The pair, who have renounced their Muslim faith, arrived in the Chinese territory in September last year after fleeing a family vacation in Sri Lanka and had booked a connecting flight to Australia, Vidler said.
However, the sisters, aged 18 and 20, whose identity Vidler did not reveal, were intercepted by officials during their stopover in the Asian financial hub, before they managed to escape and enter the territory as visitors, he said.
The women, who have been in hiding in the former British colony for the past five months, told the lawyer their connecting flight to Australia was canceled and that the officials tried to put them on a flight to the Saudi Arabian capital, Riyadh.
The sisters learned that the officials who intercepted them were Saudi Arabia’s consul general and vice consul general in Hong Kong, but did not explain how they came by the information, the lawyer said.
The Saudi Arabian consulate in Hong Kong did not respond to a request from reporters for comment yesterday.
“We fled our home to ensure our safety,” the women said in the statement. “We hope that we can be given asylum in a country which recognizes women’s rights and treats them as equals. We dream of being in a safe place where we can be normal young women, free from violence and oppression.”
Since September, the sisters have changed location 13 times, fearing for their safety, Vidler said.

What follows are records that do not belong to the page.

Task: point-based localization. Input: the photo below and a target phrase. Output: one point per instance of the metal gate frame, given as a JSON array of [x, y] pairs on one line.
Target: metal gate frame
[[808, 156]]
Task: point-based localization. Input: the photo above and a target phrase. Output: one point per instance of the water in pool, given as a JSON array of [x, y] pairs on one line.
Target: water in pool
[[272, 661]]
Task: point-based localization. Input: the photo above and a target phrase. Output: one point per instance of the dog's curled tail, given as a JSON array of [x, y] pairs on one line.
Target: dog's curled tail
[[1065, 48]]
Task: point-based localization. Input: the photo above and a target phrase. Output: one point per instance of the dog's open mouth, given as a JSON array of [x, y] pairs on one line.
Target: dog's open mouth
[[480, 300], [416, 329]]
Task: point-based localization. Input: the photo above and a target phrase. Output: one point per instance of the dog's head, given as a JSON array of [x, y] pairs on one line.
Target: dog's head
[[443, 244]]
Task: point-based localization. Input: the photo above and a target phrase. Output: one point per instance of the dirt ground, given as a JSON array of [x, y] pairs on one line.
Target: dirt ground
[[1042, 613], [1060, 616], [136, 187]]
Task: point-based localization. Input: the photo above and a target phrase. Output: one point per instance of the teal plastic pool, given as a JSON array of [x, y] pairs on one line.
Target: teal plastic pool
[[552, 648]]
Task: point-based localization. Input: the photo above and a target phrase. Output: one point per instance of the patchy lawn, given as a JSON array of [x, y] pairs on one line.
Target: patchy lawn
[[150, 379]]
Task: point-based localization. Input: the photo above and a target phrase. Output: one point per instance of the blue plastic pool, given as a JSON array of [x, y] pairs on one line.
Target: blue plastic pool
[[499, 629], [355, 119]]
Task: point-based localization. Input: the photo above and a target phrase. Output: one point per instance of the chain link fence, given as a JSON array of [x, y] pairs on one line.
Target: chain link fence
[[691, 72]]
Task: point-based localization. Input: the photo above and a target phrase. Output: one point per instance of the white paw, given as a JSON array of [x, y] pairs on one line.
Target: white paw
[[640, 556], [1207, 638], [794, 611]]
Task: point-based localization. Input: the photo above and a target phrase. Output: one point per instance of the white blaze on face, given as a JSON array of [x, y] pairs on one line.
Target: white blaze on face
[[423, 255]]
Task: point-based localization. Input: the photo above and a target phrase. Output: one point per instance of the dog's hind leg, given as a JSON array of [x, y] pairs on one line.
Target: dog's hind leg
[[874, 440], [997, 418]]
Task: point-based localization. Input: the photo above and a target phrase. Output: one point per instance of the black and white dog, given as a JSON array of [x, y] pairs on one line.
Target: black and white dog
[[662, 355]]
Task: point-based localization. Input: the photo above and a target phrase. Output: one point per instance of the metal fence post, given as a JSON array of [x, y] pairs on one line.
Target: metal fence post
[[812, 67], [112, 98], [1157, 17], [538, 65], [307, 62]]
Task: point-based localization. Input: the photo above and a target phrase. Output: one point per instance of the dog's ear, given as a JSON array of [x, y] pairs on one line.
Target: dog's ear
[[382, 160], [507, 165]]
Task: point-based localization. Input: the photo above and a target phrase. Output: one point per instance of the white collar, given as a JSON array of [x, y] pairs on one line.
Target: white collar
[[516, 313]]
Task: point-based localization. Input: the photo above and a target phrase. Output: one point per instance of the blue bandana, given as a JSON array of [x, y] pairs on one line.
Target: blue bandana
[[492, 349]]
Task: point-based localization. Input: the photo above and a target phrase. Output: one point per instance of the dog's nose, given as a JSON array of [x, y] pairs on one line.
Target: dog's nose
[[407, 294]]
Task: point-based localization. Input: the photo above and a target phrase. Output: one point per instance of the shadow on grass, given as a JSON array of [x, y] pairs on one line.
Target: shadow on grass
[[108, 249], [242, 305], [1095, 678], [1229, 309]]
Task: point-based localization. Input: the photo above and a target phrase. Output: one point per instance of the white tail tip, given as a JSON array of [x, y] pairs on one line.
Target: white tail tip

In November last year, the Hong Kong Immigration Department told them that their Saudi Arabian passports had been invalidated and that they could only stay in the territory until Thursday next week.
Hong Kong police said only that they had received a report from “two expatriate women” and were investigating, but did not elaborate.
The department said that it would not comment on individual cases.
The incident — and last month’s case of the barricaded 18-year-old, who has since been granted asylum in Canada — spotlights Saudi Arabia’s strict social rules that require women to secure travel permission from a male “guardian,” which rights groups have said can leave them trapped as prisoners of abusive families.
Riyadh is facing unusually intense scrutiny from its Western allies over the killing of a journalist at its consulate in Istanbul, Turkey, in October and over the humanitarian consequences of its war in Yemen.